Kegiatan verval dilakukan langsung di tempat produksi untuk memastikan proses pembuatan tempe telah memenuhi standar halal, mulai dari bahan baku, proses pengolahan, kebersihan alat, hingga penyimpanan produk. Dalam sehari, usaha milik Fani Novita mampu mengolah sekitar 10 kilogram kedelai menjadi tempe siap jual yang dipasarkan ke masyarakat sekitar.
Menariknya, usaha tersebut dijalankan melalui kerja sama yang harmonis antara Fani dan suaminya. Fani fokus pada proses produksi tempe, sedangkan hasil produksi dipasarkan langsung oleh suaminya ke sejumlah pelanggan dan warung di wilayah sekitar. Kolaborasi tersebut menjadi kekuatan utama dalam mengembangkan usaha rumahan mereka.
“Usaha ini kami jalankan bersama. Saya memproduksi tempenya di rumah, sementara suami membantu memasarkan. Alhamdulillah, pelanggan terus bertambah dan sekarang kami juga mulai mengurus sertifikat halal agar produk lebih dipercaya,” ujar Fani Novita.
Dalam proses pendampingan, Suswati memberikan arahan terkait pentingnya menjaga kualitas bahan baku dan kebersihan selama proses produksi. Ia menilai usaha Tempe Cap Dua Putri memiliki potensi berkembang karena dikelola secara serius dan konsisten oleh pelaku usaha muda.
“Pelaku usaha muda seperti Fani memiliki semangat yang baik dalam mengembangkan UMKM. Sertifikat halal nantinya tidak hanya menjadi jaminan kehalalan produk, tetapi juga dapat meningkatkan nilai jual dan kepercayaan konsumen,” kata Suswati.

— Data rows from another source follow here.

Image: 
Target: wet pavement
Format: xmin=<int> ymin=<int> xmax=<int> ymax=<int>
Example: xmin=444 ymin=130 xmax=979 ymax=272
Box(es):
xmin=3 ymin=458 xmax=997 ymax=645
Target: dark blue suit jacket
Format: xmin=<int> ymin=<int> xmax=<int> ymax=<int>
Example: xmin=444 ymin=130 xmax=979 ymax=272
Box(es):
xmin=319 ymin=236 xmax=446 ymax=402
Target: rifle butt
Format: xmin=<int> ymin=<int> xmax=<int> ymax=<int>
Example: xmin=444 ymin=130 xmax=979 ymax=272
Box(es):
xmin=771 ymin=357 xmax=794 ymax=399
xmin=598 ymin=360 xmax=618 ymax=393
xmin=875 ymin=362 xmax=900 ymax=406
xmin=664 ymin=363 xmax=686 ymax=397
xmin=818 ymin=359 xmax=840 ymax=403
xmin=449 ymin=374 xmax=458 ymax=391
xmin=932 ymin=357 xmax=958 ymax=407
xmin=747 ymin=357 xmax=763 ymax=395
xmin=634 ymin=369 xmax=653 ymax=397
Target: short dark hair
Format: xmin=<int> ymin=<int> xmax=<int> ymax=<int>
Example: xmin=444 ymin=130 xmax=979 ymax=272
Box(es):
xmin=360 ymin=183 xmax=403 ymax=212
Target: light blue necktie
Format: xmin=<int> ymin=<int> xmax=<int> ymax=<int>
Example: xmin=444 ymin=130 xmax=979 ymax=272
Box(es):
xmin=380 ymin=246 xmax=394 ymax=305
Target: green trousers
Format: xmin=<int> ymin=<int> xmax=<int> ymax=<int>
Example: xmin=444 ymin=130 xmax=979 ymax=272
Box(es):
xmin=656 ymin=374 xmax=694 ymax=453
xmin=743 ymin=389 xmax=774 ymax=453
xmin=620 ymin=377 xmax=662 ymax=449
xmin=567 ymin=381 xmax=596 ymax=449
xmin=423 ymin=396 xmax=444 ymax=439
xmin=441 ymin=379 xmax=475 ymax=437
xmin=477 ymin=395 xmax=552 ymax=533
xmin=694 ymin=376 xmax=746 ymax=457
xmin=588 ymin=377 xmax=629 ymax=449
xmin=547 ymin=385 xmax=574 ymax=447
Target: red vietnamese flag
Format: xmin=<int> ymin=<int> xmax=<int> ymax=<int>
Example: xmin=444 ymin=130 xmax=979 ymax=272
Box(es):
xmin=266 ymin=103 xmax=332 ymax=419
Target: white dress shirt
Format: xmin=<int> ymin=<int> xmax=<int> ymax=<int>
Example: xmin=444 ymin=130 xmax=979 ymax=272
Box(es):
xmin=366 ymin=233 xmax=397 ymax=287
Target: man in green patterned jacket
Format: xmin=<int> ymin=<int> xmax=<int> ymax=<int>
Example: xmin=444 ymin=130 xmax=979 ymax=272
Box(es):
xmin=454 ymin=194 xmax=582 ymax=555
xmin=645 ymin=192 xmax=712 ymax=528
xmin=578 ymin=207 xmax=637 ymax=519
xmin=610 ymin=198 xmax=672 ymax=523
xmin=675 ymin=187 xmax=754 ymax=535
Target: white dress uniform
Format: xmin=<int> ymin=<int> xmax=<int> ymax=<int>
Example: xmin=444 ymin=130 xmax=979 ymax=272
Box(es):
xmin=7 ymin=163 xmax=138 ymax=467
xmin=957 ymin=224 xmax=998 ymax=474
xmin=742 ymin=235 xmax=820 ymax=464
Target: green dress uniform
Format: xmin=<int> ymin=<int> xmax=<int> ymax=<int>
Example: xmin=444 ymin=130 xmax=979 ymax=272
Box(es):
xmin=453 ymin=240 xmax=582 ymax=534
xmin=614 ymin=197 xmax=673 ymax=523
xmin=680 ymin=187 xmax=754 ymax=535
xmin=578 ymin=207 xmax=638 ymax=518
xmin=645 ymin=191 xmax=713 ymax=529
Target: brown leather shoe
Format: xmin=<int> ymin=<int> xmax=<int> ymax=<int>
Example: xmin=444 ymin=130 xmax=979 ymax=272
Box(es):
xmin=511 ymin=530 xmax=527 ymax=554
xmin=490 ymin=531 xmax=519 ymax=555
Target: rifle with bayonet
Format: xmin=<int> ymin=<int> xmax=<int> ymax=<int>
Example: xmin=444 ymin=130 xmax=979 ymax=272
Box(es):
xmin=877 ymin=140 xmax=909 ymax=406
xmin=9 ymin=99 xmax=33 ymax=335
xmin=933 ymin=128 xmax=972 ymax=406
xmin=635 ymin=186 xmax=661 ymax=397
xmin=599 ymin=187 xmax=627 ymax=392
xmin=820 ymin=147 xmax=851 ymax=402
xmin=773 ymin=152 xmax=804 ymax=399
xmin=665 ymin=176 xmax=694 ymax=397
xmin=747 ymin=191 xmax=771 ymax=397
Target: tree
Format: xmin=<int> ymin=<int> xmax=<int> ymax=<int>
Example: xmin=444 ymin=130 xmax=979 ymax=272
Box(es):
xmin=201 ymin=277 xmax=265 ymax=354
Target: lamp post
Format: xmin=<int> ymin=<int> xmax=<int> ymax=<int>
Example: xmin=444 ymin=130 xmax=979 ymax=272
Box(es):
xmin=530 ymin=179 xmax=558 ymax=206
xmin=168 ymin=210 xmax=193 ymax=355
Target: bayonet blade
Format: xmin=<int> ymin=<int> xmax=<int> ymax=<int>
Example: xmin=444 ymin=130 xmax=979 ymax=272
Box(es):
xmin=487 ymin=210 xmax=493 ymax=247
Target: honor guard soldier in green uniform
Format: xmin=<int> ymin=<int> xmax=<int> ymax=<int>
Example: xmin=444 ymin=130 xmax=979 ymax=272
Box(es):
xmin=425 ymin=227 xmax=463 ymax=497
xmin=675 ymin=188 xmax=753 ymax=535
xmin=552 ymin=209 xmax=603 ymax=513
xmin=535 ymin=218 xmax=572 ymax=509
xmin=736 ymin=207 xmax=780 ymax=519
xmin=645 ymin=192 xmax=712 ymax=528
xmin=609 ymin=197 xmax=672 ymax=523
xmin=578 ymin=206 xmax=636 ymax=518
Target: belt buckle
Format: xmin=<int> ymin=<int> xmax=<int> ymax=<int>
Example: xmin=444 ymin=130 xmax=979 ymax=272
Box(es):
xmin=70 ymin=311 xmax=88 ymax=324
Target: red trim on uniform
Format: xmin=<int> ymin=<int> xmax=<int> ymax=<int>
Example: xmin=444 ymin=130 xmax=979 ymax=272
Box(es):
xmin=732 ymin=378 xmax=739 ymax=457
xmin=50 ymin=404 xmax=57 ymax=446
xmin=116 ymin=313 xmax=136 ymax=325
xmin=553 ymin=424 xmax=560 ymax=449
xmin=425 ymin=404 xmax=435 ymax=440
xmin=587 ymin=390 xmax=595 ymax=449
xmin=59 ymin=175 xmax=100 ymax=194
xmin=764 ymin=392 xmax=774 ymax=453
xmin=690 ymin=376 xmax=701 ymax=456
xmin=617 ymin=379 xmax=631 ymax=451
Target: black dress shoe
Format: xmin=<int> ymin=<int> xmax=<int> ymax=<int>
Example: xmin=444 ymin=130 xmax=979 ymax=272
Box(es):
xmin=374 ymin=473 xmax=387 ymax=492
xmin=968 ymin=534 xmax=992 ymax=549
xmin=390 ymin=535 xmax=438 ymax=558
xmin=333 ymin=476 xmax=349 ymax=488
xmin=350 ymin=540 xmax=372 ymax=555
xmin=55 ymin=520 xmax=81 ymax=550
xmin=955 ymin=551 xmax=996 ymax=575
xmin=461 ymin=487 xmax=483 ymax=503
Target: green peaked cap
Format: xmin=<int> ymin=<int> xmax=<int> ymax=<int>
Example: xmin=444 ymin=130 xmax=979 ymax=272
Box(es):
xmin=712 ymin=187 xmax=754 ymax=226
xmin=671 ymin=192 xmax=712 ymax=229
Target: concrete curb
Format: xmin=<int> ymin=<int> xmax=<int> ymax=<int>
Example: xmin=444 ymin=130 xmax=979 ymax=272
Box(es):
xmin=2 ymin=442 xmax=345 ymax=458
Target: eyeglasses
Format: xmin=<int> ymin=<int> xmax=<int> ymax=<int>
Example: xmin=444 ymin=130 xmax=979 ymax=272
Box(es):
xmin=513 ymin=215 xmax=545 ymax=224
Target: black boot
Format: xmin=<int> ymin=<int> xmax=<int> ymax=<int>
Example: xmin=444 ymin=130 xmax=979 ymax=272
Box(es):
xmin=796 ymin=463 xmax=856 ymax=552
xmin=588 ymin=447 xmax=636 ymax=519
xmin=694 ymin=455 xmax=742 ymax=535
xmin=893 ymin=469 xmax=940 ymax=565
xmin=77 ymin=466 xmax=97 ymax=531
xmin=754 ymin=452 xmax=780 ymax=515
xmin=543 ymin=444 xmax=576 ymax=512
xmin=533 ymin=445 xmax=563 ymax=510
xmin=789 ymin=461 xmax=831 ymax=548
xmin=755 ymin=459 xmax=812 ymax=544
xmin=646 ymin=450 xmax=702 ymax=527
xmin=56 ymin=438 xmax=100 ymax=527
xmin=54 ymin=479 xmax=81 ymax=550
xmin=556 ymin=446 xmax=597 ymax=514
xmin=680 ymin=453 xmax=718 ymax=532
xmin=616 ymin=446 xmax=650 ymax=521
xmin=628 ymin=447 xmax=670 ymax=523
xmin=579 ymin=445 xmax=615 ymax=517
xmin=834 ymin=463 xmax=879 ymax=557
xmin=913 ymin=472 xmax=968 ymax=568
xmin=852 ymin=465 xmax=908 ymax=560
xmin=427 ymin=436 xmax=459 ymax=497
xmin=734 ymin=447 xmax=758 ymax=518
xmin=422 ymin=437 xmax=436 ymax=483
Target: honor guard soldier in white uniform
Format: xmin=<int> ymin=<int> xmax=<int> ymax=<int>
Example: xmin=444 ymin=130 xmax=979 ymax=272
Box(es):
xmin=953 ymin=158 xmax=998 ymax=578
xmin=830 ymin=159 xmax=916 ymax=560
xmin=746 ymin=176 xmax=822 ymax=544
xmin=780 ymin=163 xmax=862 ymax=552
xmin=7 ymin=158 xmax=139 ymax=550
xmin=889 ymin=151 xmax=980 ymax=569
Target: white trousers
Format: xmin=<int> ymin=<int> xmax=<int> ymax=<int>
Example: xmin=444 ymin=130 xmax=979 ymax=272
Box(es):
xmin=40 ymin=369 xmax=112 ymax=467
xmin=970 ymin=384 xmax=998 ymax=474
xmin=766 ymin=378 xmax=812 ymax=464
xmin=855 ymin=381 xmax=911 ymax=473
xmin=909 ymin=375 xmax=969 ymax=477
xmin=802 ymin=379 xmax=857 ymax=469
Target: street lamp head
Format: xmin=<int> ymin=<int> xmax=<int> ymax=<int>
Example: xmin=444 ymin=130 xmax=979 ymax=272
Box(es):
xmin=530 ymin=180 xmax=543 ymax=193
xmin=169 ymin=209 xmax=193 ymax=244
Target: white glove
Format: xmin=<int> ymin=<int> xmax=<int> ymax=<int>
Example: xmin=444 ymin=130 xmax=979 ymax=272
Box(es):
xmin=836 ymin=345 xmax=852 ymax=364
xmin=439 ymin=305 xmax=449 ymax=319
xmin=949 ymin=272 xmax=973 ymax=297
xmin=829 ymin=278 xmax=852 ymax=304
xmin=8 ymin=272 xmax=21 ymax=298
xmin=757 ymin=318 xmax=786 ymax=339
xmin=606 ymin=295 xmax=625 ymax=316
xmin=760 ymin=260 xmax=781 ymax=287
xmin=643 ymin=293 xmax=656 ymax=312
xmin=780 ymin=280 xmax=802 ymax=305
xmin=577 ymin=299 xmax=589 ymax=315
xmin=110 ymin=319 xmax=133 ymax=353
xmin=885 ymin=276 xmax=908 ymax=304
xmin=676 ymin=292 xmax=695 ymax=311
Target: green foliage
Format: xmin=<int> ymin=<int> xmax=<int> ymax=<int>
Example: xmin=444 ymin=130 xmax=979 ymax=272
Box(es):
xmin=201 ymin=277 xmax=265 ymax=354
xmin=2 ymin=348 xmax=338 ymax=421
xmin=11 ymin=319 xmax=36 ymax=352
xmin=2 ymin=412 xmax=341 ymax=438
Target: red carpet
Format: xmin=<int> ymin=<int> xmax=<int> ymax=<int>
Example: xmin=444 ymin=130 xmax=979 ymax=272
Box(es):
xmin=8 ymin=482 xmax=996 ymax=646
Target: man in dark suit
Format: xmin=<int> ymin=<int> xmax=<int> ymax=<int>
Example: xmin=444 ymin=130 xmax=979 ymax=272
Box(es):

Selain melakukan pemeriksaan administrasi dan proses produksi, pendamping halal juga memberikan edukasi mengenai pentingnya pencatatan bahan dan menjaga konsistensi proses produksi sesuai standar halal. Langkah tersebut diharapkan dapat membantu pelaku usaha lebih siap dalam menghadapi perkembangan pasar.
Kegiatan verval berlangsung lancar dan penuh antusias. Melalui pendampingan halal yang dilakukan KUA Mandiraja, diharapkan semakin banyak UMKM lokal yang berkembang dan mampu bersaing melalui produk berkualitas serta bersertifikat halal.